Hello Robert. What are you guessing this week?

‘It’s a happy day for Dutch pop music: the Amsterdam band Personal Trainer has released its first album. Big Love blanket (★★★★★, 10 tracks) is a delicious, exciting indie record. Explosive, but also very beautiful in the quiet songs. Intelligent, good lyrics, great hooks, smart guitar parts. And every song is lifted by frontman Willem Smit, who recites his lyrics beautifully. Personal Trainer is one of those bands that is going to do well outside of borders, and we don’t have that very often. They are already playing in England this week.

‘The band, which consists of six members in addition to the lead singer, revolves around Smit. In any case, he is a bit of a spider in the web in Amsterdam’s indie scene. His girlfriend is Pip Blom, lead singer in the band of the same name, so the two are truly the royal couple of indie.

‘You usually mention all kinds of bands they look like. The beautiful slow song milk sounds a bit like Paul McCartney, further on I also hear a bit of The Kinks, but also LCD Soundsystem. And you really hear the rich pop history that is inside Big blanket of love processed, but the band still has its own sound, they don’t copy anything.

“And even without all those associations from the past, the songs jump out of the speakers. The laser for example, a song you just want to dance to in a club has a nice bouncy guitar groove. And Personal Trainer keeps your attention on each song until the end, as reviewer Pablo Cabenda also writes.

‘Because it’s primarily a live band, they have relatively few listeners on the streaming platforms for the time being, of course they couldn’t play much in recent years. But: they present their album next Sunday at Concerto in Amsterdam, are the support act for De Staat and are also at the Le Guess Who festival in Utrecht.
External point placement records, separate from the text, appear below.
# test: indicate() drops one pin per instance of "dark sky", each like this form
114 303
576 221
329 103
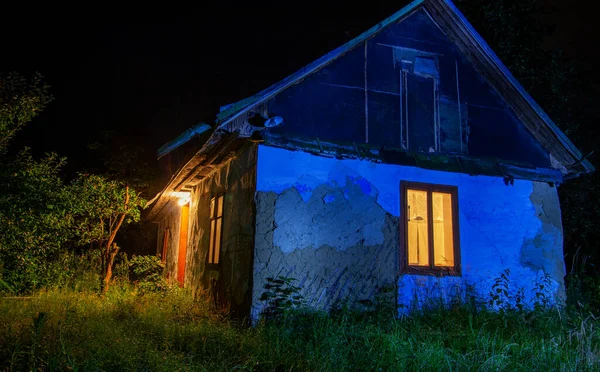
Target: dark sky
151 74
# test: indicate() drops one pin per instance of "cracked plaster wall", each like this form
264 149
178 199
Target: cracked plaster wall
333 225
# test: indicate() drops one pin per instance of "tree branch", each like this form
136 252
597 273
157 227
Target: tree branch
111 238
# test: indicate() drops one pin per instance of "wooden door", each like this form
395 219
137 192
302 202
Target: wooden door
183 232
The big crowd will definitely come, especially with this album.’

So on to Norway with Darkthrone.

‘The first thing I noticed about the new Darkthrone was the album cover. The covers of this band were always very morbid and satanic in the nineties, but on the new record Astral Fortress (★★★★☆, 7 songs) you see an old metalhead skating on a Norwegian lake. It immediately indicates the direction of this record, that bit of self-deprecation.

‘Black metal was a rather nihilistic, evil movement in the nineties, but today it is the most innovative movement in heavy music. Darkthrone is with the world record A flame in the northern sky from 1992 one of the founders of the genre. on Astral Fortress they absolutely love the old idiom: it seems like they are now showing the beauty of music in an accessible way. And that beauty lies in the sadness and smallness of the long booming guitar chords, which are recorded very nicely on this record, with a very analog sound.

‘I have Astral Fortress I’ve heard it about thirty times now, I think. The numbers just grow on you. Darkthrone never became a big band, they never performed. But it is a legendary cult band. This album is also fun for new black metal listeners: it’s not a lot of noise, but actually a very accessible record.’

Also worth listening to this week:

The 98-year-old (!) alto saxophonist Marshall Allen has kept the legacy of jazz composer Sun Ra alive for thirty years in the Sun Ra Arkestra. He does that on the new album Living sky (★★★★☆, 7 songs) powerful and at times disturbing, supported by the wonderful melodies of the nineteen musicians who play along.

Peter van Rooijen excels as a clever songwriter and has focused on his new album Love, Death & Bob Ross (★★★★☆, 13 songs) devoted himself thoroughly to the arrangements, writes Joris Henquet. Expect musical nods to Brel and Doe Maar, on an album that is anything but bourgeois.